Sunday, 26 June 2011

South Africa embraces Mrs. Obama with fervour

"We will welcome you as a child of African heritage, and we can call the Queen of our world," said Ms. Machel, an advocate for women and children, noting that Regina Mundi means Queen in the world in Latin.

The thorny ambivalence that South Africans often show to the United States, which often is understood here as an arrogant superpower, seem to have been suspended for Mrs. Obama. South Africans have embraced it with stirring emotion since it arrived on Monday, and she has been embracing them again one by one, stop after stop.

Both the choreography of her appearances and nationally broadcast speech she gave here on Wednesday, had evoked the commonalities between the struggles of freedom of blacks in South Africa and the United States — an approach that has resonated with South Africans.

In Regina Mundi Church, which was a sanctuary and a hub Organizer for those who struggle against apartheid, as well as black churches in the United States during the civil rights movement, Mrs. Obama told the story of young people of both countries "that marched until his feet were raw, who suffered beatings and bullets and decades behind bars, who risked and sacrificed everything they had for the freedom they deserve".

"It is because of them," she said, "that" I stand here before you as first lady of the United States of America.

Donald Gips, the American Ambassador, who has cultivated friendships with a wide range of South Africans said to believe that the visit of Ms. Obama would contribute to a warming of relations between the main democracy United States and Africa.

"When I talk to people in Government, business and civil society, there is an incredible love for President Obama and first lady," he said. "This trip has solidified that."

The distrust between South Africa and the United States dates back to the cold war, when the African National Congress, South Africa's Liberation Movement, found refuge and support in the Soviet Union, while President Ronald Reagan condemned "to armed Soviet guerrillas of the African National Congress," who said, "have started new acts of terrorism."

But even after the end of apartheid, were years of tension over South Africa's approach to AIDS under former President Thabo Mbeki, who resisted the wide distribution of drugs of lifeguards and questioned the disability as the cause of the disease. American administrations also criticised what they saw as Mr. Mbeki coddling of Robert Mugabe, the autocrat in neighbouring Zimbabwe.

But the current President of South Africa, Jacob Zuma, has changed the direction of the country about AIDS, pressing a major expansion of treatment for those with the disease. He is also taking a harder line with Mr. Mugabe, 87, pushing for the strengthening of the institutions that enable fair elections.

Be the first African-American in the White House has not hurt relations between the United States and South Africa, too.

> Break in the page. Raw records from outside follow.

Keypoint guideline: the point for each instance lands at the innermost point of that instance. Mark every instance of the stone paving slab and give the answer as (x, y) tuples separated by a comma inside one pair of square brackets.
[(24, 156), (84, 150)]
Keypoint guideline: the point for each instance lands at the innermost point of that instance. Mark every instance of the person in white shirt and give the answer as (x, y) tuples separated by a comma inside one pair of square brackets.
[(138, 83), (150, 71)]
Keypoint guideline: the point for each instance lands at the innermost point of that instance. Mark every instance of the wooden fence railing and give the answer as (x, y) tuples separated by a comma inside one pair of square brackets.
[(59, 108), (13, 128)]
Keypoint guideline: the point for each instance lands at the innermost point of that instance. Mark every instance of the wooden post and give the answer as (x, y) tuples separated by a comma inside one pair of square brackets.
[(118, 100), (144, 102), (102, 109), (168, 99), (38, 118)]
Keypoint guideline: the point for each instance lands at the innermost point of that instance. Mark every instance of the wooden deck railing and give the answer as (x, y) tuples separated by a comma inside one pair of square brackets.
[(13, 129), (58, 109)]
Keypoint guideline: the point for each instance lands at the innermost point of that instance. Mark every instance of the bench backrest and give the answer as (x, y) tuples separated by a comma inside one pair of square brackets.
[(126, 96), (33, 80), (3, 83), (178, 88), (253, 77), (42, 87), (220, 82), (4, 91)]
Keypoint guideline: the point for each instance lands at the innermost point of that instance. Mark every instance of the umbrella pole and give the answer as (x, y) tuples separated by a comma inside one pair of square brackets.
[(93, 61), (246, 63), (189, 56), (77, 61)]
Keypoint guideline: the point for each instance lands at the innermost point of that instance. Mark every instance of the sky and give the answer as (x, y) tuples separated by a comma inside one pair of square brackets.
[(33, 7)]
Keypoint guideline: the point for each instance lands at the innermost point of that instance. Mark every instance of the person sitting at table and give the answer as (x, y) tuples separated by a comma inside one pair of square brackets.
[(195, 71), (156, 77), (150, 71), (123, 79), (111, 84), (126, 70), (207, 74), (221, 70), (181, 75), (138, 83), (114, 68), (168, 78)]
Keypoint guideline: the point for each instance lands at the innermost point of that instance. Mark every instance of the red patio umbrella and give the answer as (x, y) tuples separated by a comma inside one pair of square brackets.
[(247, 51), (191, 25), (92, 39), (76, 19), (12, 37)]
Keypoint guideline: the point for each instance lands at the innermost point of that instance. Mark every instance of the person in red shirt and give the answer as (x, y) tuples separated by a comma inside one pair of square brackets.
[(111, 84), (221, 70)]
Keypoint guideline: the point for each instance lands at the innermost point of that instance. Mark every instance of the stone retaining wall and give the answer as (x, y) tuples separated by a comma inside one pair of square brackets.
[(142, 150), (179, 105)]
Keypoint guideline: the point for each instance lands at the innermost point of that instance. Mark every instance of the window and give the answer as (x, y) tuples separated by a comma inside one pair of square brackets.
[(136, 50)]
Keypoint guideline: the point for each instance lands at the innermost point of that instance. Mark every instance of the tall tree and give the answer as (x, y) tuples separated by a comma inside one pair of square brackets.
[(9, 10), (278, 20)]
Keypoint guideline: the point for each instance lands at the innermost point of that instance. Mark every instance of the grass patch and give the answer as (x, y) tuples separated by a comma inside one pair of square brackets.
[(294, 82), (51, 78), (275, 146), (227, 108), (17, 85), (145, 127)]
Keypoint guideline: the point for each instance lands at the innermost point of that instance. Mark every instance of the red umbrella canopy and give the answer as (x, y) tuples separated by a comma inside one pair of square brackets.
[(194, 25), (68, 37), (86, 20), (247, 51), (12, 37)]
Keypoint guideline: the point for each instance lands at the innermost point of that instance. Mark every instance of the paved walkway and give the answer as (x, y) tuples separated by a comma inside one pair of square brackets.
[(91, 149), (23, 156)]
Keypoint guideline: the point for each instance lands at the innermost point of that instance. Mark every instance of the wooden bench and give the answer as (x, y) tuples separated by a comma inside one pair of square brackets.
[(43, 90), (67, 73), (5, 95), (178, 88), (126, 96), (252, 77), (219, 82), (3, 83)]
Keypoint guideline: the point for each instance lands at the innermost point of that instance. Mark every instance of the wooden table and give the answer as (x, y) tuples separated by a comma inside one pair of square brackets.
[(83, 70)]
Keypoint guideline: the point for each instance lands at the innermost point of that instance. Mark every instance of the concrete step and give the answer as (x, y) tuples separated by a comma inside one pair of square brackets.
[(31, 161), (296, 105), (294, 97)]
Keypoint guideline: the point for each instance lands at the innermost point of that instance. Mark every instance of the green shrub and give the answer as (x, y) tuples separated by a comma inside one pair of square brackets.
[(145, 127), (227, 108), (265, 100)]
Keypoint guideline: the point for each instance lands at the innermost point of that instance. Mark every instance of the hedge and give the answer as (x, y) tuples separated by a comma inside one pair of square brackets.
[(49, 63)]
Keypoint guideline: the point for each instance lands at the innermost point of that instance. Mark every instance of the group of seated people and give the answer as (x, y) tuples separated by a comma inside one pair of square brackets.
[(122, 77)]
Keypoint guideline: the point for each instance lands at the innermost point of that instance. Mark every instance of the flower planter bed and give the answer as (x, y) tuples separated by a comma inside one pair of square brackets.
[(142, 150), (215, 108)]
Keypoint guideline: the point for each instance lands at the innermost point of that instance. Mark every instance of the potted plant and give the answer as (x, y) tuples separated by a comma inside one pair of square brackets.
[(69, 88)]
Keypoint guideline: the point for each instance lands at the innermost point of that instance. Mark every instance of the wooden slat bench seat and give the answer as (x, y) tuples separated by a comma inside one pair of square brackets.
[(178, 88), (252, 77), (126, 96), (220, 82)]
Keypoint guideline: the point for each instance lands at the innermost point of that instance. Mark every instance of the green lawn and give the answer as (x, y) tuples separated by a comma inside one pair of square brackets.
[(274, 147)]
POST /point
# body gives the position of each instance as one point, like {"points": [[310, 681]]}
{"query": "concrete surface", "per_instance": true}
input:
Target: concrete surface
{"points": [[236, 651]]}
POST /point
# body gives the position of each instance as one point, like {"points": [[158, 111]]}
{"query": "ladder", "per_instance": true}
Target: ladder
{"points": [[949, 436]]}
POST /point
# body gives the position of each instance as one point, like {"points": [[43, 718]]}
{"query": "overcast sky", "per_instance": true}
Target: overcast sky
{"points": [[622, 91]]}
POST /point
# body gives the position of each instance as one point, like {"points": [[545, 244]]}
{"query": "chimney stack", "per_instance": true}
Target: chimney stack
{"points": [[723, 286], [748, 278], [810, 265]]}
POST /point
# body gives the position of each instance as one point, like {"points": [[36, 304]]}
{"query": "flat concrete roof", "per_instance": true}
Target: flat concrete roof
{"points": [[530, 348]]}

In his visit, Mrs. Obama honored in Word and deed more heroic vision of South Africa itself — as the country that made a peaceful transition from white minority rule to black majority rule for 17 years.

On Tuesday morning, Gips SR. and his wife, Elizabeth, received 100 guests — "the crème de la crème of South Africa," as a guest described them — to meet Mrs. Obama in the Ambassador's residence in Pretoria.

Mrs. Obama spoke to each guest individually, the gifts, he said. Several guests have said that they were touched that Mrs. Obama cited Albertina Sisulu, a beloved mother of civilian movement who died this month to 92 years of age. And they laughed when she told them her husband was "pouty" that he had been unable to come to South Africa with it.

"People are fascinated by the fact that we have a black woman first lady," said Jay Naidoo, a member of Cabinet in the first Government of Mr. Nelson Mandela, who became a businessman and is now a philanthropist. "There is a fascination that a black couple is in the White House. It's unbelievable. "

Later Tuesday, Mrs. Obama visited the apartheid Museum and the Nelson Mandela Foundation, where Ms. Machel showed Mrs. Obama, his daughters, Malia and Sasha and her mother, Marian Robinson, Mr. Mandela letters and memorabilia.

Only later, Mr. Nelson Mandela, 92 and in frail health, granted Mrs. Obama and his sons a rare audience. Sello Hatang, a spokesman for the Nelson Mandela Foundation, described the visit as a courtesy call that included an exchange of pleasantries.

Most of the major roles of featured pictures of the front page on Wednesday of a smiling Mrs. Obama, chic in a red j.crew suit and bare legs, sloping shoulder to shoulder with a smiling Mandela Mr..

"He looked strong, he looked good, he looked ... happy," she told reporters who traveled with her to the United States.

In his speech in Regina Mundi Church, Mrs. Obama called on the youth of Africa to take on contemporary injustices that "are no less blatant" than past evils — hunger, disease, domestic violence.

And she celebrated young women who have sacrificed so that they believed: Robyn Kriel, a journalist from Zimbabwe, who was beaten and harassed by writing about corruption and human rights violations; and Grace Nanyonga, a Ugandan orphan who began cooking fish and sell them at age 13 to support her six brothers.

"Hey Grace," Mrs. Obama called. "You go, girl!"